With Markakis out of the lineup, more of the offensive burden will fall on center fielder Adam Jones, catcher Matt Wieters and Hardy, a solid citizen who provides stability with the glove and welcome power at the plate. With his two homers Tuesday, Hardy has surpassed 20 homers four times in the past six seasons.
"J.J. is just such a steady human being," Showalter said. "That part means as much as what he does statistically. I don't want to get too deep, but he's a very consistent guy. You can be very confident every day in what he's going to give you when he walks through the door."

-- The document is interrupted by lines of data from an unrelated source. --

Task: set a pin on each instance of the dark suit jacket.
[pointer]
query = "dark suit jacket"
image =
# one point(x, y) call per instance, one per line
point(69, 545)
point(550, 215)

For several other players on the Baltimore roster, it's all about second, third and fourth chances. Consider the inspirational story of outfielder Lew Ford, a 36-year-old vagabond who has played for the Hanshin Tigers in Japan, Oaxaca in the Mexican League and the Long Island Ducks in independent ball in recent years. Adoring fans at Camden Yards serenade him with chants of "Lew!" every time he catches a fly ball or leaves the on-deck circle for the batter's box.
McLouth, who signed with Baltimore in June after being released by Pittsburgh, has been thrust into the leadoff spot with the injury to Markakis. He contributed two singles, two runs scored and a stolen base Tuesday, and made a fine running catch at the wall to take an extra-base hit from Ben Francisco.
During his month in Baltimore, McLouth has seen glimpses of a city dying to fall back in love with its baseball team. The Orioles averaged more than 43,000 fans per game for their four-game split with the Yankees over the weekend and are closing in on 2 million fans for the first time since 2007.
"When a team hasn't won for a long time, it might be a little hard to regain the trust of the fan base, and rightfully so," McLouth said. "But the deeper you go with this thing and the closer the finish line gets, I think everybody starts to get a little more excited -- including the fans."
McLouth knows all about losing from two separate tours in Pittsburgh. But as he's quick to remind people, he grew up in the state of Michigan following a sad-sack football team that demoralized its fan base before breaking through as a playoff entity in 2011.
"I've been a Lions fans my whole life, too," he said.
The Orioles will either see this fairy tale through to the finish or die trying. Regardless of what happens, they have made it a summer to savor in Baltimore.